Öyleyse burada kadının canına kast eden, genç kızlarımızı kandırıp, dağlarda ölüme sürükleyen, tecavüzden infaza her türlü insan hakkını ihlalde bulunan terör örgütünü görmezden gelemeyiz. Bu örgütün parlamentomuzdaki uzantılarını görmezden gelemeyiz.

"Biz kimin kim olduğunu gayet iyi biliyoruz"

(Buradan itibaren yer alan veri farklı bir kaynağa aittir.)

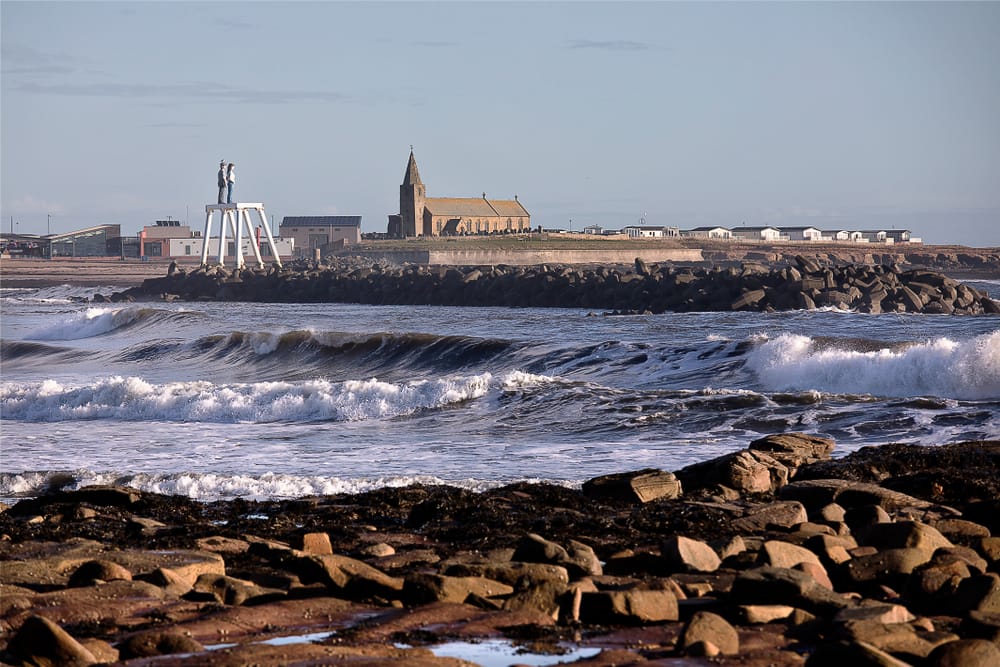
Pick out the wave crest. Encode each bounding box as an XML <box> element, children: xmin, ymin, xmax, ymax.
<box><xmin>0</xmin><ymin>373</ymin><xmax>512</xmax><ymax>423</ymax></box>
<box><xmin>747</xmin><ymin>330</ymin><xmax>1000</xmax><ymax>400</ymax></box>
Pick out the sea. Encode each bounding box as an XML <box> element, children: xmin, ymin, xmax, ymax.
<box><xmin>0</xmin><ymin>281</ymin><xmax>1000</xmax><ymax>502</ymax></box>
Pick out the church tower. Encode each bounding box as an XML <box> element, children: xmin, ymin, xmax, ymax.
<box><xmin>399</xmin><ymin>148</ymin><xmax>427</xmax><ymax>237</ymax></box>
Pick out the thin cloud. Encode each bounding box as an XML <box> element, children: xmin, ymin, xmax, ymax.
<box><xmin>412</xmin><ymin>41</ymin><xmax>460</xmax><ymax>49</ymax></box>
<box><xmin>10</xmin><ymin>81</ymin><xmax>350</xmax><ymax>104</ymax></box>
<box><xmin>569</xmin><ymin>39</ymin><xmax>651</xmax><ymax>51</ymax></box>
<box><xmin>0</xmin><ymin>41</ymin><xmax>77</xmax><ymax>75</ymax></box>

Onların demokrasi adına söyleyecekleri hiçbir söz kalmamıştır. Söyleyecekleri hiçbir cümle yoktur. Biz kimin kim olduğunu gayet iyi biliyoruz. Bunların neyin peşinde olduğunu gayet iyi biliyoruz. O yüzden bunların parlamento kürsüsünü fırsat görerek oradan kullandıkları cümleler ve ifadelerin bizim için hiçbir kıymeti harbiyesi yoktur.

Burada kadın ve çocuk katillerinin yakasına yapışmazsak, bırakınız ülkeyi yönetme sorumluluğumuzu en temel insani vazifemizi yerine getirmiş olamayız. Parlamentoya öyle ya da böyle girip, ondan sonra teröristlerle kol kola, Kandil'de dağlarda dolaşanlar bu milletin oylarının temsilcisi olamaz.

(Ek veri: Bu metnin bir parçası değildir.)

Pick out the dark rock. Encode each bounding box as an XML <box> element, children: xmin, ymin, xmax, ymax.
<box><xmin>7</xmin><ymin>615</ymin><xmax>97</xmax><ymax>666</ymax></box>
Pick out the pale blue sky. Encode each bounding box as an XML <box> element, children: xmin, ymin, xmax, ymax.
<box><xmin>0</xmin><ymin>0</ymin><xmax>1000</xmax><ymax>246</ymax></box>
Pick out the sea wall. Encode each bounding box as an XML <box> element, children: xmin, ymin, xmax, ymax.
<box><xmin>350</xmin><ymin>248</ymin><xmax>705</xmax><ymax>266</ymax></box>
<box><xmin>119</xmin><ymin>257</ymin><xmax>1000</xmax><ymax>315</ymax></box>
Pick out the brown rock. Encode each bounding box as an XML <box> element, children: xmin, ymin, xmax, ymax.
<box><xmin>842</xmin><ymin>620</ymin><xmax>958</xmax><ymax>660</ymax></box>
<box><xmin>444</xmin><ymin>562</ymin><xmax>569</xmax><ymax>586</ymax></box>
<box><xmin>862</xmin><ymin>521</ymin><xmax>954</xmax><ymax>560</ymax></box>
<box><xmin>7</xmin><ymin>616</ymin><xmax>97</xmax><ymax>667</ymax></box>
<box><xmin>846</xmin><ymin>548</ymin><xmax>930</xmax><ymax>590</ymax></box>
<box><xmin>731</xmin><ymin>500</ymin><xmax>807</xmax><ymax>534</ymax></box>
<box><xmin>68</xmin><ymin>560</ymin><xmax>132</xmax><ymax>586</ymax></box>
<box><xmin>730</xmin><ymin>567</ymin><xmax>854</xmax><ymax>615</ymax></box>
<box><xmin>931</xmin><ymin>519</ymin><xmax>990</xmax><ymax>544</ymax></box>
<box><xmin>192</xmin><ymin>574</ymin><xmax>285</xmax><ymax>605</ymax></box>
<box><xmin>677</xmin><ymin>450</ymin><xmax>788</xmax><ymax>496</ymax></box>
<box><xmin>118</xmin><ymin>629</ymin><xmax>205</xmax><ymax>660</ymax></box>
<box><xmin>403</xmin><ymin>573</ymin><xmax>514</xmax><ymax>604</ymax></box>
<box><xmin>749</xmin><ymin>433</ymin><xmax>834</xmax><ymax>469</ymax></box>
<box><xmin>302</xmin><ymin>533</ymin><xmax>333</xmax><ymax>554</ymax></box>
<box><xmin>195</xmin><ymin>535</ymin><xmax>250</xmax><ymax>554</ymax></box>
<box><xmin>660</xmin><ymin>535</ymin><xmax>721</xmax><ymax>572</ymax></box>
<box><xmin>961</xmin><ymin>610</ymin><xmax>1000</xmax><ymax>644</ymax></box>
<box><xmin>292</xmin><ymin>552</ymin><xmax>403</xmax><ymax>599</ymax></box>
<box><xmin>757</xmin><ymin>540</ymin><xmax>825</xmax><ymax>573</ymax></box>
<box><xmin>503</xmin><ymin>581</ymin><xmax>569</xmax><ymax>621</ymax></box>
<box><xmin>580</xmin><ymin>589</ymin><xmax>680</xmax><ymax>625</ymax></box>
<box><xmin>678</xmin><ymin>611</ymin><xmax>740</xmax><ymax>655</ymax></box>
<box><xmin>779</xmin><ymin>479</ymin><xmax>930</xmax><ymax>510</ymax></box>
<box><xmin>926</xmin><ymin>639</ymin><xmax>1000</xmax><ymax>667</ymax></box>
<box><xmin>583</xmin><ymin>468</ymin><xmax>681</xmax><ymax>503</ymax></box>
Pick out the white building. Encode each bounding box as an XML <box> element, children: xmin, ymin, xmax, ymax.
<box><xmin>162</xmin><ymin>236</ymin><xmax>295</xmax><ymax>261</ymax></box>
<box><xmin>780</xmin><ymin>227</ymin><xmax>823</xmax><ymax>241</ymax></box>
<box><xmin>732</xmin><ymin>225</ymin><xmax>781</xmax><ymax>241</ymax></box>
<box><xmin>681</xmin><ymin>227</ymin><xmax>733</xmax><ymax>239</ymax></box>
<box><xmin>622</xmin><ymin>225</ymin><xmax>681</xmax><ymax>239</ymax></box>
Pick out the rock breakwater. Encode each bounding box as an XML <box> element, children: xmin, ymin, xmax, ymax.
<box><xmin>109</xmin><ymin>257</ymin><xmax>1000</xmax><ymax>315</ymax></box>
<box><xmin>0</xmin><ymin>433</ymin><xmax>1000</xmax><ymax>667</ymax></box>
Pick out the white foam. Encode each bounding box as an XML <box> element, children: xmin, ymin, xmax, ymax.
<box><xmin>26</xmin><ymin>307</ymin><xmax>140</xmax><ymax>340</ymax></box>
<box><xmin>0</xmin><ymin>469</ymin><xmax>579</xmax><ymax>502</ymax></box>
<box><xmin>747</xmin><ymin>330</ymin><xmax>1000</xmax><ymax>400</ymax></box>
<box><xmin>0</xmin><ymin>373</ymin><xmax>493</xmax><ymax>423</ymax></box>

Dolayısıyla 2023 seçimlerini bu anlamda çok çok önemli buluyorum. Ve 2023 seçimlerinde inanıyorum ki benim miletim Türk'üyle, Kürt'üyle, Lazıyla, Çerkeziyle, Gürcüsüyle, Abazasıyla, Boşnağıyla sandıklarda bunlara en güzel demokratik cevabı verecektir.

"Kale içeriden fethedilir"

Unutmayın kale içeriden fethedilir. Bu kaleyi düşürmeyeceğiz, düşürmeyeceksiniz. Bu fetih 2023'te gerçekleştirilecektir.

Anayasamızda, yasalarımızda, uygulamalarımızda yaptığımız değişikliklerle kadına şiddete 0 toleransla yaklaşıyoruz. Terör örgütünün insan canına, özellikle de kadınlara yönelik saldırılarına aynı tepkiyi göstermenin boynumuzun borcu olduğuna inanıyoruz.

Hertürlü sapkınlık gibi ülkemizi kana bulayan bu kadın ve çocuk katili terör örgütünün de arkasında duranlar yaşanan vahşete, dökülen kana, işlenen insanlık suçuna ortaktır. İstiklal Caddesi'ndeki terör eylemini neyle izah edecekler? En ufak bir açıklamalarını duydunuz mu? Ne anamuhalefet ne yavrusu konuştu mu? Konuşacak sözleri yok da onun için. Bu bakımdan ben orada şehit edilen 3 yaşındaki yavrumuzun kanını yerde bırakmayalım derken, aynı zamanda sandıkta da bırakmayalım.